James Thomas Booth, 75, of Norwalk, Connecticut, was sentenced in Manhattan federal court Nov. 17 in connection with his “years-long scheme to defraud customers” of his financial services firm, Booth Financial Associates, of almost $5 million “through a variety of lies and misrepresentations,” Strauss said in announcing the sentencing.

Booth also was sentenced to three years of supervised release and ordered to pay $4.97 million in forfeiture and to pay restitution in an amount to be determined by the court, according to Strauss.

LPL and Frank P. Bevilacqua of the Norwalk law firm DePanfilis & Vallerie, who represented Booth, did not immediately respond to requests for comment Wednesday.

Booth was registered as an independent contractor rep with LPL from February 2018 until June 2019, according to his detailed report at the Financial Industry Regulatory Authority’s BrokerCheck website.

He was discharged from LPL in May 2019 after he admitted to a “course of conduct beginning while associated with previous member firms involving the misappropriation of multiple clients’ funds for his personal and business use,” according to a disclosure on his BrokerCheck report.

The Scheme’s Details 

In an indictment filed in U.S. District Court for the Southern District of New York Sept. 27, 2019, prosecutors claimed Booth, “from at least in or about 2013 through in or about 2019,” solicited money from Booth Financial clients and “falsely promised to invest their money in securities offered outside of their ordinary advisory and brokerage accounts.”

Instead of investing his clients’ funds as promised, Booth “misappropriated his clients’ funds to pay his personal and business expenses,” prosecutors alleged in the indictment.

In one case, he allegedly scammed a recently widowed client out of more than $600,000 from her late husband’s pension, according to the indictment.

In another case, he convinced an elderly investor to withdraw about $18,000 from an annuity established for the care of a disabled sibling and invest that money with Booth, according to the indictment.

Booth pleaded guilty to one count of securities fraud Oct. 22, 2019, before U.S. District Judge John G. Koeltl, who also imposed last week’s sentence, Strauss said.

The Securities and Exchange Commission went on to bar him from the industry Nov. 1, 2019 and he is no longer registered as a broker or RIA, according to BrokerCheck.

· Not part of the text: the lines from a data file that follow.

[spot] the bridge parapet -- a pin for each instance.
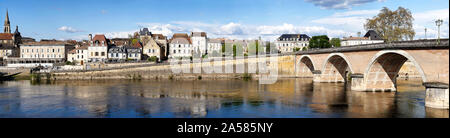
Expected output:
(404, 45)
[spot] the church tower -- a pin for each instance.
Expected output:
(7, 28)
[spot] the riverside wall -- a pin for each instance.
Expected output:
(285, 66)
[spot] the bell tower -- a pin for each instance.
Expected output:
(7, 26)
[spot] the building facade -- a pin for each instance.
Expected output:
(79, 55)
(7, 38)
(199, 42)
(180, 46)
(117, 54)
(371, 37)
(98, 48)
(215, 45)
(291, 42)
(133, 53)
(41, 54)
(152, 48)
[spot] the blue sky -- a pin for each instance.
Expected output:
(239, 19)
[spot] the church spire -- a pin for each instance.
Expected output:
(7, 27)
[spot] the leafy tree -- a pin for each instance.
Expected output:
(336, 42)
(152, 59)
(321, 41)
(252, 48)
(304, 49)
(392, 25)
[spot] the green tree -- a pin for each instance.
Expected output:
(336, 42)
(304, 49)
(321, 41)
(392, 25)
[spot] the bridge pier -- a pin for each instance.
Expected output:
(437, 95)
(357, 80)
(316, 75)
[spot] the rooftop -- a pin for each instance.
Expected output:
(6, 36)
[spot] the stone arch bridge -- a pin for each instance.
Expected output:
(375, 67)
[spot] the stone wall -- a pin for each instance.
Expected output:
(285, 69)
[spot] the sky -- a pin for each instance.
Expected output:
(234, 19)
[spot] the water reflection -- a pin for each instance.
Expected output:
(212, 99)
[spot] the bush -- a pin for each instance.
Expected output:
(70, 63)
(152, 59)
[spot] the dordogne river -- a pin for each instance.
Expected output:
(288, 98)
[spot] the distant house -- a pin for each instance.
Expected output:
(45, 53)
(371, 37)
(133, 53)
(154, 48)
(215, 45)
(117, 53)
(180, 46)
(288, 42)
(98, 48)
(199, 41)
(162, 40)
(78, 55)
(120, 41)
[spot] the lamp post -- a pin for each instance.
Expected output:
(425, 33)
(439, 23)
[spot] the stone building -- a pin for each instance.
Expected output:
(7, 38)
(180, 45)
(133, 53)
(154, 48)
(215, 45)
(117, 54)
(79, 55)
(199, 42)
(120, 41)
(371, 37)
(41, 53)
(98, 48)
(289, 42)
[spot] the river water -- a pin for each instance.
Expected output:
(288, 98)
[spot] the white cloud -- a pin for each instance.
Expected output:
(340, 4)
(427, 20)
(353, 21)
(68, 29)
(234, 30)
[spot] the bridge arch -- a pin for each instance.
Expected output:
(335, 68)
(305, 66)
(381, 72)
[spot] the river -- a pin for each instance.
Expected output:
(288, 98)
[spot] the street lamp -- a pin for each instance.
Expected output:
(425, 33)
(439, 23)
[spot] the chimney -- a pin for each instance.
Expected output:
(90, 37)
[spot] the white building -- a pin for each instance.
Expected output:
(78, 55)
(41, 54)
(289, 42)
(98, 48)
(215, 45)
(371, 37)
(199, 41)
(180, 46)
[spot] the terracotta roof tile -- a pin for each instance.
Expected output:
(6, 36)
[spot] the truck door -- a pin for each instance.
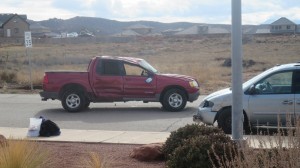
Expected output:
(108, 80)
(138, 83)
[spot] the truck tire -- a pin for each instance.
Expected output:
(224, 121)
(73, 101)
(174, 100)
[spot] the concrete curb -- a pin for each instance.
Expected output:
(91, 136)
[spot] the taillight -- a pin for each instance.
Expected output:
(45, 81)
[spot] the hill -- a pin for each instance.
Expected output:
(101, 26)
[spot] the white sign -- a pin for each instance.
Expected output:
(28, 41)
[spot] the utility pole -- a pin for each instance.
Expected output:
(237, 69)
(28, 44)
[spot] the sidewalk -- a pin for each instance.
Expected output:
(91, 136)
(129, 137)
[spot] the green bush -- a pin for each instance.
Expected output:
(201, 152)
(177, 137)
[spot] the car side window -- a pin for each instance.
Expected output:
(296, 81)
(134, 70)
(278, 83)
(109, 68)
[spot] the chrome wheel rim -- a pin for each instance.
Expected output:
(73, 101)
(175, 100)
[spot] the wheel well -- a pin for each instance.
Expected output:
(229, 107)
(172, 87)
(72, 86)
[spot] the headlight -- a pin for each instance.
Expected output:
(194, 84)
(206, 103)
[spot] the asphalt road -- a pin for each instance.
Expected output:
(16, 109)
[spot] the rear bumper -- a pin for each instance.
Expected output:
(194, 96)
(49, 95)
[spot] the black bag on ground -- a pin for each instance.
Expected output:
(49, 128)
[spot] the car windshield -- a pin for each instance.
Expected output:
(147, 66)
(255, 78)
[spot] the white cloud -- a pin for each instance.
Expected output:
(200, 11)
(42, 10)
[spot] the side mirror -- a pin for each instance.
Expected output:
(252, 90)
(149, 80)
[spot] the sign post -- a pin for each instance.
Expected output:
(28, 44)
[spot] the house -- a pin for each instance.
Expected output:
(283, 26)
(13, 25)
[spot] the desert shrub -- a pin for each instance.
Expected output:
(177, 137)
(201, 151)
(8, 77)
(21, 153)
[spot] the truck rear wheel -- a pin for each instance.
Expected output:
(224, 121)
(174, 100)
(73, 101)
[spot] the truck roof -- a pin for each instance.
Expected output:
(127, 59)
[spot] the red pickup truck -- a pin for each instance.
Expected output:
(116, 79)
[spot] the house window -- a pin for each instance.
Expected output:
(16, 30)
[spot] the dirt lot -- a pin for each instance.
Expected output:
(70, 155)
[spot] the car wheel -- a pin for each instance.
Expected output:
(73, 101)
(87, 104)
(224, 121)
(174, 100)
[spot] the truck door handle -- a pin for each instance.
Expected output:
(288, 102)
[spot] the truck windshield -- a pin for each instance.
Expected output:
(147, 66)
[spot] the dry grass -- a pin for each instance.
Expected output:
(201, 57)
(22, 153)
(280, 150)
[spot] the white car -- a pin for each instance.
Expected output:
(269, 99)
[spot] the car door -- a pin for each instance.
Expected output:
(296, 82)
(273, 100)
(139, 84)
(108, 80)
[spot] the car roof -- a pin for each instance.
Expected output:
(132, 60)
(290, 66)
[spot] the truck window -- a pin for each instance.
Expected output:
(133, 70)
(109, 68)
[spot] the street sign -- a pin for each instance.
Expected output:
(28, 41)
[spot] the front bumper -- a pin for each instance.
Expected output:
(49, 95)
(194, 96)
(205, 115)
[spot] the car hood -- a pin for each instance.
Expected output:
(219, 93)
(177, 76)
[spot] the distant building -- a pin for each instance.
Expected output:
(13, 25)
(283, 26)
(202, 30)
(140, 29)
(38, 30)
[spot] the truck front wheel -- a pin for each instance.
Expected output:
(73, 101)
(174, 100)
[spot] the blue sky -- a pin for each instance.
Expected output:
(198, 11)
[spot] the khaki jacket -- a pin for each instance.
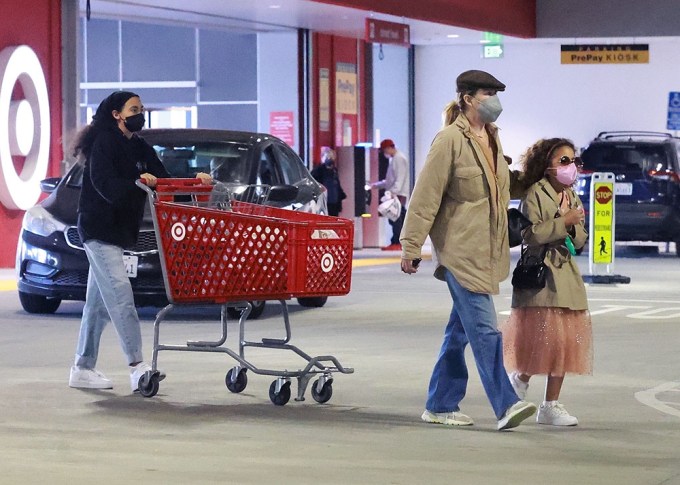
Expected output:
(564, 287)
(462, 205)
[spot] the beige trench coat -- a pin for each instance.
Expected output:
(564, 287)
(462, 205)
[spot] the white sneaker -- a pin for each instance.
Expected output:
(515, 414)
(138, 371)
(518, 385)
(82, 378)
(555, 415)
(454, 418)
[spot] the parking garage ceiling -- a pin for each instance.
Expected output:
(275, 15)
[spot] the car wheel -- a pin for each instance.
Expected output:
(38, 303)
(255, 312)
(313, 301)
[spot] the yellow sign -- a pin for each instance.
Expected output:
(602, 236)
(605, 54)
(324, 100)
(346, 88)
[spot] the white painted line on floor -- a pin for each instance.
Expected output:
(648, 398)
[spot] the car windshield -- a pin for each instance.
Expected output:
(225, 161)
(633, 159)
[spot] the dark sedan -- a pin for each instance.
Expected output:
(51, 264)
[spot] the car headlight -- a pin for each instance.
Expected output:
(38, 221)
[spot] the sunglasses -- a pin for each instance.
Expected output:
(565, 160)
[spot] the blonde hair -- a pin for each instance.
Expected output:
(455, 107)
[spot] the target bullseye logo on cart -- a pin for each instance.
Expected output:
(327, 262)
(24, 127)
(178, 231)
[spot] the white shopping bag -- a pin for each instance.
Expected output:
(390, 207)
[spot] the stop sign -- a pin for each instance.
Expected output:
(603, 194)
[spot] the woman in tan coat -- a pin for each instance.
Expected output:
(460, 200)
(549, 330)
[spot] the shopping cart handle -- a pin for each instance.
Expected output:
(167, 185)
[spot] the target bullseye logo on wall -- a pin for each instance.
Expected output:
(24, 127)
(327, 263)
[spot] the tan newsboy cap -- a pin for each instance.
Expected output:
(470, 80)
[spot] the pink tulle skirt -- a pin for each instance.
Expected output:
(550, 341)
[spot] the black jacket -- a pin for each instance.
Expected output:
(111, 206)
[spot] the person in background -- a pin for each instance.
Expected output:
(110, 212)
(549, 330)
(397, 183)
(326, 173)
(460, 200)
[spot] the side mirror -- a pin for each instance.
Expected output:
(49, 185)
(283, 193)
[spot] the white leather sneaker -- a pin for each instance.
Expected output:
(518, 385)
(453, 418)
(82, 378)
(515, 414)
(555, 415)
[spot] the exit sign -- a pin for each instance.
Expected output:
(492, 51)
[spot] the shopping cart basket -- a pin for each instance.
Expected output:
(218, 247)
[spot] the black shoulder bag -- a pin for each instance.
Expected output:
(531, 270)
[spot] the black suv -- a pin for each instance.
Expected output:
(647, 182)
(51, 264)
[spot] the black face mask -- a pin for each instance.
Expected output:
(135, 122)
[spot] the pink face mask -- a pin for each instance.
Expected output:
(566, 174)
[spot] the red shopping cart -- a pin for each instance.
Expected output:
(218, 247)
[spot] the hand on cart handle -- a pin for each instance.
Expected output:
(410, 266)
(205, 178)
(148, 180)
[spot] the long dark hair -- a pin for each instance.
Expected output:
(102, 120)
(536, 159)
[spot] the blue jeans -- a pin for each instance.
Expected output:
(109, 297)
(472, 320)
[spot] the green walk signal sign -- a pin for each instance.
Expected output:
(492, 51)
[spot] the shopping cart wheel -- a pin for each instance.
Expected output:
(326, 391)
(282, 397)
(255, 312)
(239, 384)
(150, 388)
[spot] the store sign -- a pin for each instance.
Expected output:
(346, 88)
(381, 32)
(605, 54)
(281, 125)
(24, 127)
(324, 99)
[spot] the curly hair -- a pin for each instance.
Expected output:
(536, 159)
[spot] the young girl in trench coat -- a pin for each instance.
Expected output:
(549, 330)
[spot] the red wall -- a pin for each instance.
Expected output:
(36, 23)
(509, 17)
(328, 50)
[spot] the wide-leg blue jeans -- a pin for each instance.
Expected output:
(473, 321)
(109, 297)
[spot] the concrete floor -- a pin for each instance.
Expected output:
(389, 329)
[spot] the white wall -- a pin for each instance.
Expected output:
(277, 77)
(390, 95)
(544, 98)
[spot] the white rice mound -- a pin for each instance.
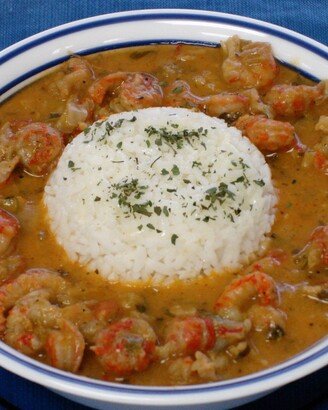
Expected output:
(209, 201)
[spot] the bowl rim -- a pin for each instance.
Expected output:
(299, 365)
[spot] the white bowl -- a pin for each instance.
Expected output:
(23, 62)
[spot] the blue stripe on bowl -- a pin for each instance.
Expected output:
(53, 373)
(89, 51)
(6, 56)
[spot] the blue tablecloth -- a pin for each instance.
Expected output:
(22, 18)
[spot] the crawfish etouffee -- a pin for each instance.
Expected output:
(214, 326)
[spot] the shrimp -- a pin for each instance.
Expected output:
(8, 157)
(78, 73)
(294, 100)
(9, 227)
(34, 324)
(228, 106)
(240, 293)
(318, 293)
(266, 134)
(33, 279)
(132, 91)
(65, 346)
(10, 265)
(315, 253)
(91, 317)
(248, 64)
(185, 336)
(38, 145)
(31, 313)
(76, 115)
(318, 156)
(126, 346)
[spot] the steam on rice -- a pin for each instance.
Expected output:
(160, 194)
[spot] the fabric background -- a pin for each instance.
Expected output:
(22, 18)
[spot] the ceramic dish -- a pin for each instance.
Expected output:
(23, 62)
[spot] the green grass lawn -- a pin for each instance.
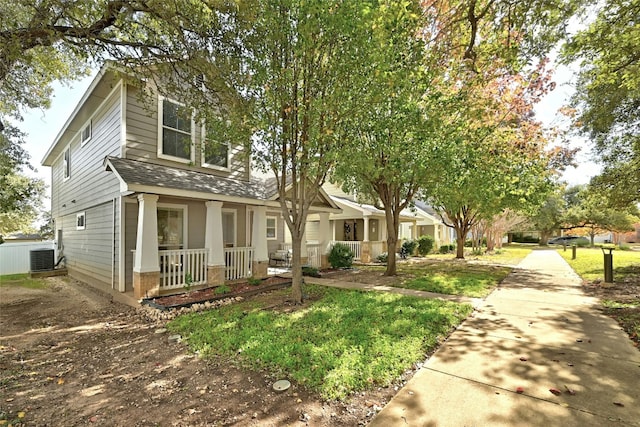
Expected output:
(589, 263)
(22, 280)
(342, 342)
(508, 255)
(619, 300)
(452, 277)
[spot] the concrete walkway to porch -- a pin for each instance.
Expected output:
(538, 352)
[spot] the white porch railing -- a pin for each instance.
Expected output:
(175, 265)
(376, 249)
(354, 245)
(238, 262)
(314, 255)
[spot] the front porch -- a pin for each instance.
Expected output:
(159, 269)
(189, 267)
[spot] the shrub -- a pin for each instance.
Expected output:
(425, 245)
(307, 270)
(409, 247)
(341, 256)
(254, 281)
(383, 258)
(581, 243)
(222, 289)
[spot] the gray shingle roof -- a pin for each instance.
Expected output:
(135, 172)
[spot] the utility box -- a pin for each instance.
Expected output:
(42, 259)
(608, 265)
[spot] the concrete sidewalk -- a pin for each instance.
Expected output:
(536, 332)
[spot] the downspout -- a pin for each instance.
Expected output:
(113, 245)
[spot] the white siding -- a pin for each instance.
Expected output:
(89, 252)
(89, 184)
(142, 140)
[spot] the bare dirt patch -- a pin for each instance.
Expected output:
(70, 356)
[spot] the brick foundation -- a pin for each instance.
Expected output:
(259, 269)
(324, 261)
(146, 285)
(215, 275)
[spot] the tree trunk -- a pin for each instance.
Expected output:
(392, 241)
(460, 243)
(296, 268)
(544, 238)
(391, 257)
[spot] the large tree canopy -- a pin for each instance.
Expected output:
(607, 98)
(48, 40)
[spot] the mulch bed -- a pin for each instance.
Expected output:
(243, 289)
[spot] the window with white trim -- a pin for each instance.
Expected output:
(66, 163)
(272, 228)
(81, 221)
(215, 154)
(174, 128)
(85, 133)
(171, 226)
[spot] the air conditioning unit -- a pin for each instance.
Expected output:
(42, 259)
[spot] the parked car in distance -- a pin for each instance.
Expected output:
(569, 240)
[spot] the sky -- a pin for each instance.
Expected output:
(42, 127)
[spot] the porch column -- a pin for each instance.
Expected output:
(324, 232)
(259, 242)
(304, 254)
(146, 265)
(214, 244)
(365, 249)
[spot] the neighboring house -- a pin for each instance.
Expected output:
(360, 226)
(140, 205)
(428, 223)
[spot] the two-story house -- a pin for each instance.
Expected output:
(144, 200)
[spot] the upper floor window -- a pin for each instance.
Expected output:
(272, 230)
(85, 133)
(175, 131)
(215, 154)
(81, 221)
(171, 226)
(66, 163)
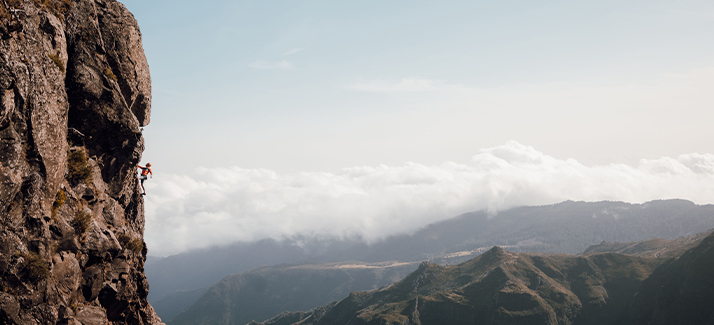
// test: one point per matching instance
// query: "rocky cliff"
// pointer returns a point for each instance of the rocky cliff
(74, 92)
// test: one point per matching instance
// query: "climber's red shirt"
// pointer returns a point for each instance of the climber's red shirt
(145, 171)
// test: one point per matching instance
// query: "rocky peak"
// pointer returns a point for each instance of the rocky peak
(74, 91)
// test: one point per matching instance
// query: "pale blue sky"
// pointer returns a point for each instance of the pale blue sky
(322, 85)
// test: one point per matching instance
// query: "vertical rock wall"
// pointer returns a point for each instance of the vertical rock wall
(74, 91)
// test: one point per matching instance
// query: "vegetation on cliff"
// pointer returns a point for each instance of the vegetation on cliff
(69, 146)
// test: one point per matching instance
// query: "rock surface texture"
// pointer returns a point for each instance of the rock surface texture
(74, 91)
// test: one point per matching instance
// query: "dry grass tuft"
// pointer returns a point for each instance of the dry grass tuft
(81, 222)
(36, 267)
(78, 169)
(59, 202)
(56, 59)
(108, 72)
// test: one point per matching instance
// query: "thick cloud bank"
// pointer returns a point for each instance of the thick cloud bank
(223, 205)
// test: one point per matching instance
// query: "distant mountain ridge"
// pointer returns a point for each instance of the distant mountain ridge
(500, 287)
(568, 226)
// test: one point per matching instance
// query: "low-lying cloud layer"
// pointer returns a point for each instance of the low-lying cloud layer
(222, 205)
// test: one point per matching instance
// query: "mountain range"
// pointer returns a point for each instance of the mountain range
(568, 227)
(501, 287)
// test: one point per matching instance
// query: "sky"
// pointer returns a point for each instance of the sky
(272, 118)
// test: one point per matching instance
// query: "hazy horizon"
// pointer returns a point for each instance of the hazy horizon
(218, 206)
(370, 118)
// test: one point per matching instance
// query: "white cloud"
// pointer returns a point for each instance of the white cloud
(221, 205)
(415, 84)
(267, 65)
(293, 51)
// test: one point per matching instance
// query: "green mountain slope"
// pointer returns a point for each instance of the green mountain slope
(266, 291)
(501, 287)
(679, 292)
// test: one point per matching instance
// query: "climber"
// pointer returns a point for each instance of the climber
(145, 171)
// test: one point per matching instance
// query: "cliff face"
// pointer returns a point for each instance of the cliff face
(74, 92)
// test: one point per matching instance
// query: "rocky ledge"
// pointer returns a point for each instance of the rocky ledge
(74, 92)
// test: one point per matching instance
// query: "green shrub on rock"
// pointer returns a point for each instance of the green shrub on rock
(78, 168)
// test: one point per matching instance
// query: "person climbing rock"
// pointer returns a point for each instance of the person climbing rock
(144, 172)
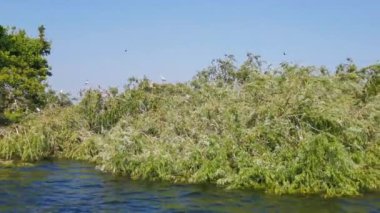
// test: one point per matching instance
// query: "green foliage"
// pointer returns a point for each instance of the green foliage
(23, 72)
(289, 129)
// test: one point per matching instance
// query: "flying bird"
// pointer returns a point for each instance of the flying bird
(163, 79)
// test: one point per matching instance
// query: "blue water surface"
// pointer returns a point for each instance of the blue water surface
(72, 186)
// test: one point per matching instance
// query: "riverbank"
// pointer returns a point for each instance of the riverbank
(294, 130)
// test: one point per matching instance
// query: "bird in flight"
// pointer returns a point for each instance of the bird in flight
(163, 79)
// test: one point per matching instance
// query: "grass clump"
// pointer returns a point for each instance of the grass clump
(287, 130)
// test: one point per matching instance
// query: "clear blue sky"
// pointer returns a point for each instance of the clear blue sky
(177, 38)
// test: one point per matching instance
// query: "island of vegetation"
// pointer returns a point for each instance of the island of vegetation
(285, 130)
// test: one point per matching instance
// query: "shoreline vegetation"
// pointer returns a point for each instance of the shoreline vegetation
(290, 130)
(286, 130)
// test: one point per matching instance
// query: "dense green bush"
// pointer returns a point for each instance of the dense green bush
(290, 129)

“Booth was sentenced for brazenly bilking some 40 clients of nearly $5 million by fraudulently convincing them that he would deliver solid and secure returns on their investments,” according to Strauss.

“Instead, Booth delivered lies and deceit,” she said in a statement, adding: “We will continue to aggressively pursue frauds like this one to preserve investor confidence in our capital markets.”